A living nightmare – A first-person account from Port-au-Prince

It was a hot evening in Haiti’s tropical capital of Port-au-Prince last Tuesday, January 12.

Scenes of “total terror” were the last thing on anyone’s mind.

Most who work were just arriving home.

Others were preparing dinner in the way that those in Haiti do, most of the time over a fire – doing everything by hand – with fresh ingredients just purchased earlier at an outdoor market.

Ferero Dessources was watching television in his living room, his children and wife in another part of his house, which is in the Port-au-Prince neighborhood of Delmas.

Suddenly, there was an odd and violent shaking and everything that everyone had ever known in Haiti changed forever.

Dessources (who, for disclosure purposes, is this writer’s brother-in-law) said the shaking lasted for what seemed like 10 seconds – though it was actually longer.

No one, initially, knew what was going on. It was as foreign an experience as a snowstorm.

The 7.3 magnitude quake gave birth to a horrible silence, he said, one that soon erupted into chaos.

“We didn’t say anything at first,” he said, speaking by telephone from his home in Delmas, Haiti on Tuesday night. “It was totally quiet at first because we’ve experienced nothing like that before. Later, everyone started crying and screaming. I heard voices saying, ‘Mama, mama!’ It was hard to tell if people were crying from being in pain or because they were scared.
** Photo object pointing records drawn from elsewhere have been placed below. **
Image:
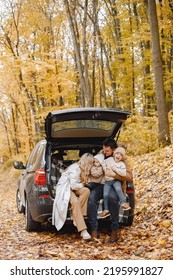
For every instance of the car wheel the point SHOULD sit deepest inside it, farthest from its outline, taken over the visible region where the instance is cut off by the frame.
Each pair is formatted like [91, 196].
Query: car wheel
[20, 207]
[30, 224]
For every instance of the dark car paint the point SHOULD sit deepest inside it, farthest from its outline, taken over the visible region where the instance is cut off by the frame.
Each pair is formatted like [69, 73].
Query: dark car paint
[40, 200]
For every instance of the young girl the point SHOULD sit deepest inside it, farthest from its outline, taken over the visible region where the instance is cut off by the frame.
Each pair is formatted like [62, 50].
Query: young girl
[70, 189]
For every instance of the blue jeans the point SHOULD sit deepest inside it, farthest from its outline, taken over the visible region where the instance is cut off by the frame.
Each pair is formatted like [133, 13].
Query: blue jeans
[118, 188]
[95, 195]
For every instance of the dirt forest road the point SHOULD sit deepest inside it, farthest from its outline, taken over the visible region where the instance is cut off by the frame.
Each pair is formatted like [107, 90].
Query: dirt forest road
[150, 236]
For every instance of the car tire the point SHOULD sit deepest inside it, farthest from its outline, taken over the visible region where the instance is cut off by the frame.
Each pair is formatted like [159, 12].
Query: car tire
[20, 207]
[30, 224]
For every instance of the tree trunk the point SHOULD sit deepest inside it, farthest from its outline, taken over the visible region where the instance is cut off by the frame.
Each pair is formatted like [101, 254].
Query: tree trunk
[164, 133]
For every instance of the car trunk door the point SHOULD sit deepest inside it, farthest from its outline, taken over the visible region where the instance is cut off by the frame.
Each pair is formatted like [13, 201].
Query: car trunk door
[76, 125]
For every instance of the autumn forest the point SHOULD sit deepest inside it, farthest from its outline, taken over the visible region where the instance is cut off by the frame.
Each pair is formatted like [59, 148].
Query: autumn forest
[57, 54]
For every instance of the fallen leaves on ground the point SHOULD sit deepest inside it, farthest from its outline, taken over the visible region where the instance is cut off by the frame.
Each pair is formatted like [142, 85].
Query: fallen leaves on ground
[150, 236]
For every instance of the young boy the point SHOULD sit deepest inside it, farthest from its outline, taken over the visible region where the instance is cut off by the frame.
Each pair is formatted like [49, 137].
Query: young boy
[116, 164]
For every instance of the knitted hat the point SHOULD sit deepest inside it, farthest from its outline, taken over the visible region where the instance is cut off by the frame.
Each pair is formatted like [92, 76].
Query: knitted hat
[120, 150]
[100, 158]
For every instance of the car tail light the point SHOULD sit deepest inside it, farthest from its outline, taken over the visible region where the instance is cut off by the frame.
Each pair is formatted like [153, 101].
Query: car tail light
[40, 177]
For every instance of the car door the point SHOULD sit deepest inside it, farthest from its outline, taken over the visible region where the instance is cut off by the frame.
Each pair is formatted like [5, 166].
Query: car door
[35, 160]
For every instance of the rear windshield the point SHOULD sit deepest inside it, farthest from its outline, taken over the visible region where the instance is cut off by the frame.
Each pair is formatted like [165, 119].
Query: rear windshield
[82, 124]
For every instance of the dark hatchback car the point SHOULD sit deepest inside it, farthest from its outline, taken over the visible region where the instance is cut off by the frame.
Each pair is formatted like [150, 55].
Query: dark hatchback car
[70, 133]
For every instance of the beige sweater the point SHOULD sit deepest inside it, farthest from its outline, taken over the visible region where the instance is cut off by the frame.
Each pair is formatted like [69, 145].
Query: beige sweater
[118, 167]
[97, 175]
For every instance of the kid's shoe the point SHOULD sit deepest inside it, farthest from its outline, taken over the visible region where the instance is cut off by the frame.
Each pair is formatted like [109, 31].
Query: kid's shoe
[104, 214]
[85, 235]
[125, 206]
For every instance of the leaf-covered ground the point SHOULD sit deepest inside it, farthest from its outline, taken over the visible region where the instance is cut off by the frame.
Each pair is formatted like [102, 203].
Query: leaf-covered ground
[150, 237]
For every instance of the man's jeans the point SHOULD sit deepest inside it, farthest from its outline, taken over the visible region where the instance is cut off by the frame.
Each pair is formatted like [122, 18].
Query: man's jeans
[95, 195]
[118, 188]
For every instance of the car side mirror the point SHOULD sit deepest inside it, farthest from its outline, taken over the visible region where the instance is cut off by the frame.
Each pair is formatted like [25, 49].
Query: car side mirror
[19, 165]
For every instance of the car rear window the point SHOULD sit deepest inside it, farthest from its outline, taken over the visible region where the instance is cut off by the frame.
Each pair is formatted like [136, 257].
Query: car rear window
[83, 124]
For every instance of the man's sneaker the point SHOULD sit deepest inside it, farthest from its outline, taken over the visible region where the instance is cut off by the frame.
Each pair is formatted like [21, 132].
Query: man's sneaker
[85, 235]
[125, 206]
[104, 214]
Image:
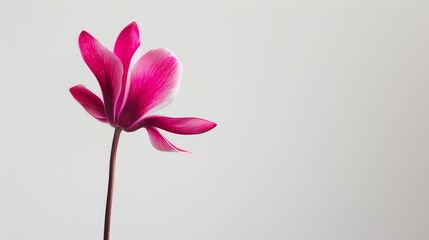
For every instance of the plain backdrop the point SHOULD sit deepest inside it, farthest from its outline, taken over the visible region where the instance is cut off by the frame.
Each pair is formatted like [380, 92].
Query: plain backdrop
[322, 112]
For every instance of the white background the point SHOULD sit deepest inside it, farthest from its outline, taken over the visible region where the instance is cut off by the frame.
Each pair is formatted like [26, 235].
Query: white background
[322, 112]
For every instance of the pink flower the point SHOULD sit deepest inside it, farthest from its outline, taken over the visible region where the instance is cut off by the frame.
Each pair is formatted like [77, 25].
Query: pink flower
[132, 93]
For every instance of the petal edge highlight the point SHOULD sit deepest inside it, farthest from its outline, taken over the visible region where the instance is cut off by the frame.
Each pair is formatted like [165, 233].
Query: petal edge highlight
[161, 143]
[184, 125]
[106, 67]
[126, 45]
[90, 102]
[154, 83]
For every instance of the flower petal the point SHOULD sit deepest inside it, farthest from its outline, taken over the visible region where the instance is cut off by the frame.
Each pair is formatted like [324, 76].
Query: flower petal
[155, 81]
[161, 143]
[126, 44]
[91, 102]
[106, 67]
[185, 125]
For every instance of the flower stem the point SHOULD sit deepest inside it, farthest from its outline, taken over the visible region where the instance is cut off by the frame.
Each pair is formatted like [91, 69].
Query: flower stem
[111, 183]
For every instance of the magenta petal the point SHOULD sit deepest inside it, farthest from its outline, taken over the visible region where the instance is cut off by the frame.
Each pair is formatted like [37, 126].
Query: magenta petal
[160, 143]
[91, 102]
[126, 44]
[155, 81]
[106, 67]
[185, 125]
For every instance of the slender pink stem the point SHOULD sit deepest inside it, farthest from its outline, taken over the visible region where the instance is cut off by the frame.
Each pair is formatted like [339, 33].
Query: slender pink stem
[111, 183]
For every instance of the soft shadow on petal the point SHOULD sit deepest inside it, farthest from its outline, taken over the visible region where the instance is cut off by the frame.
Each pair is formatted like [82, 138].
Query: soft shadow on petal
[106, 67]
[161, 143]
[91, 102]
[126, 44]
[184, 125]
[155, 81]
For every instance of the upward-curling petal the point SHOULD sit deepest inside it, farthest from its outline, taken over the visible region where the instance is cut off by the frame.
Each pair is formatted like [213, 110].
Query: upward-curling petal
[155, 81]
[184, 125]
[106, 67]
[91, 102]
[126, 44]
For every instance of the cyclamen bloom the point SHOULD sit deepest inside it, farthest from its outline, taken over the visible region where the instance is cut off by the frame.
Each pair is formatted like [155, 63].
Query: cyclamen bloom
[132, 93]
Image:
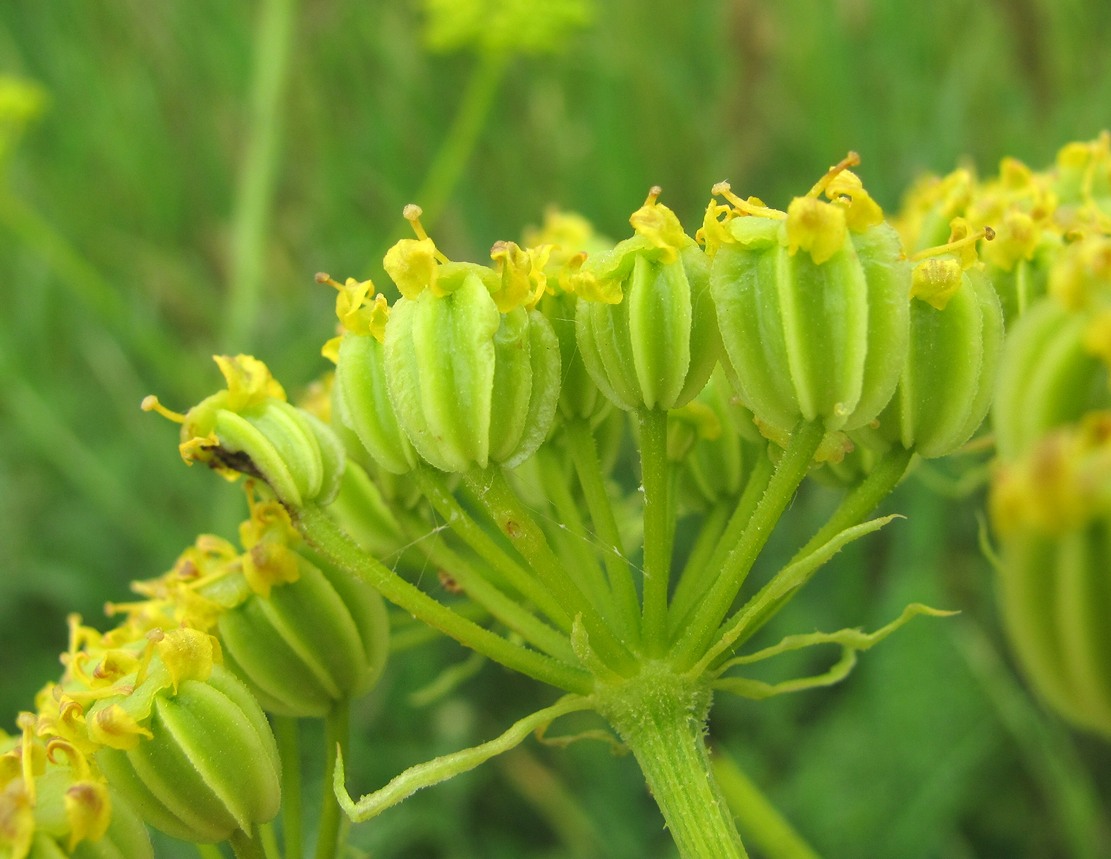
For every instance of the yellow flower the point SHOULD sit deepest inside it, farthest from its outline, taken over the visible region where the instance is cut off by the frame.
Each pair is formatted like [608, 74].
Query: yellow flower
[521, 275]
[816, 227]
[659, 226]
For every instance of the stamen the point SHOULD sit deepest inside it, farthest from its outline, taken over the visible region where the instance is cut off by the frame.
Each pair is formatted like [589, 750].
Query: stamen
[850, 160]
[746, 207]
[152, 638]
[323, 277]
[26, 722]
[150, 402]
[412, 213]
[987, 233]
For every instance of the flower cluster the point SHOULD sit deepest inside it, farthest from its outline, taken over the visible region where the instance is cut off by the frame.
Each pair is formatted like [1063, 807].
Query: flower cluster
[1049, 498]
[160, 719]
[480, 425]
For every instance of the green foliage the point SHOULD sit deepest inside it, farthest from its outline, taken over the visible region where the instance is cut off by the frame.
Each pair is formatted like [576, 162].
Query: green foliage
[120, 216]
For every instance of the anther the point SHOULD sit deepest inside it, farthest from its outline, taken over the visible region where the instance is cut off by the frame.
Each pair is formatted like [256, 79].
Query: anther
[150, 402]
[953, 245]
[850, 160]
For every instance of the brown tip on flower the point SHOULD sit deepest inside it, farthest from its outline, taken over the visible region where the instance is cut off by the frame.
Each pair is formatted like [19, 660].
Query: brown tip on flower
[326, 279]
[852, 159]
[150, 402]
[412, 213]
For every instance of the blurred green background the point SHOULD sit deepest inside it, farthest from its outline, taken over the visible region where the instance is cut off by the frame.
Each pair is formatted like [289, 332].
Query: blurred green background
[189, 150]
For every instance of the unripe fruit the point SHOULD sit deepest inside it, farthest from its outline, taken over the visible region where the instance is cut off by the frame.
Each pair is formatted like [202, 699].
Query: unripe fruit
[812, 306]
[646, 325]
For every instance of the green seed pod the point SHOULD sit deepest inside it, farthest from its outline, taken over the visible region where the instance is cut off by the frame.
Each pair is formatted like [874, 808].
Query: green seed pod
[360, 397]
[956, 337]
[1052, 512]
[472, 371]
[812, 306]
[249, 428]
[310, 643]
[646, 325]
[303, 636]
[189, 747]
[1049, 376]
[569, 237]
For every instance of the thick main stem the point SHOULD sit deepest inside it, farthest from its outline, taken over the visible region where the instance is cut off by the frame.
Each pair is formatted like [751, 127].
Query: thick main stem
[662, 718]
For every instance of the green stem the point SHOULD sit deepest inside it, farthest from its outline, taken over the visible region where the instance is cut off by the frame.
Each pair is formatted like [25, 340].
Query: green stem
[571, 536]
[513, 573]
[336, 740]
[506, 609]
[662, 718]
[269, 840]
[710, 532]
[852, 510]
[697, 579]
[458, 143]
[247, 846]
[760, 820]
[259, 170]
[589, 470]
[712, 609]
[653, 458]
[490, 488]
[289, 749]
[322, 532]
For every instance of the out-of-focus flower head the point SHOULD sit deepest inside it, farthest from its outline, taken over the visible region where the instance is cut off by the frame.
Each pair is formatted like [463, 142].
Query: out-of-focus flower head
[21, 102]
[503, 27]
It was probably both.”

Dessources’s home stayed its ground, but others in his neighborhood were not as lucky.

“In my neighborhood, a house collapsed and seven family members died,” he said.

In the ensuing chaos and screaming, Dessources said that people took to the streets. They were running, crying and screaming.

No one knew what was going on.

There were people hurt.

But no one knew why.

Dessources works for one of the largest radio stations in Port-au-Prince, Signal FM, and he said that his first reaction was to call into work to see if they knew anything.

“Outside there was just screaming and I saw everyone running around and they were very scared,” he said. “I kept asking everyone, ‘What’s going on. What’s going on.’ I called the station and they were talking to me and in the middle of the conversation, we just got cut. That’s when I knew it was bad because communication had stopped.”

The following night and the days afterward were something that Dessources was not able to put into colorful words, perhaps too horrible to recount.

“It was total terror, total terror,” he said. “We’ve never seen anything like this. The people thought that there was going to be another bigger earthquake and they still do now. It’s like post-traumatic stress. People are still waiting for another big earthquake. They all think another is coming at any moment. That’s why they’re still sleeping outside and won’t go inside.”

He also said that there is no exaggeration in the accounts broadcast on the network news. Things are as bad as reported. He said that some neighborhoods – such as his own – weathered the quake better than others. Many, though, were reduced to nothing.

That left people wandering the streets, trying to pick up the pieces, still trying to figure out what happened. In many cases, those outside Haiti – he said – knew more about the disaster than those who had lived through it.

Dessources and Signal FM, though, played an important part in helping people in the initial stages. The station was the only one that was able to broadcast out of Port-au-Prince after the quake. Right now, it is still the only Haitian station on the air.

“It wasn’t until the next day that we heard of the Presidential Palace falling and the extent of the disaster,” he said. “There was no communication, but little by little there was information coming in. The palace and other information like that wasn’t important to anyone, though. No one cared. People’s lives were more important. Everyone was thinking about family members. Buildings were of little importance at that moment.”

Mostly, he said, the night of the quake people prayed that it wouldn’t rain.

“Tuesday night was the worst night of all for everyone,” he said. “We were afraid it would rain. No one wanted to go into the houses because if it rained, those still standing might fall down too. Rain would have made it so much worse.”

Dessources said he and the radio staff have worked endlessly for the last week as people have lined up outside the station trying to find out what happened, trying in vain to get help for family members who were hurt, dying or already dead. It was an endless stream of shell-shocked people.

“Everybody was coming to us,” he said. “They were lost, or looking for people. Most were trying to get help. Everyone had someone who was injured or dying. Some were just trying to make sense of it. We had to stay on the air because everyone was coming to us for help. It wasn’t like work though. We were helping, not working. Everyone was helping each other. In the last three days, I’ve been at the station less, but right after the earthquake we would be there 13 or 14 hours a day.”

In America, the station was picked up by many Haitian American radio stations and broadcast for hours on end. For Haitian Americans, Dessources’s station was the only link to information about family in Haiti. Haitian Americans from Miami to New York to Boston stayed glued to Signal FM for any information they could gather about people in their native country.

Dessources said that right now they still need food and water – the basics.

“We need food; we’re running out – and water,” he said. “There is no food without water.”

Most importantly, though, he said the country needed prayer – especially for those that have been left with no family alive and no place to live.

“Pray for Haiti America,” he said. “There are a lot of families here suffering. They’ve lost everything and they’re still very scared. There are families with just one person left. Pray for them especially.”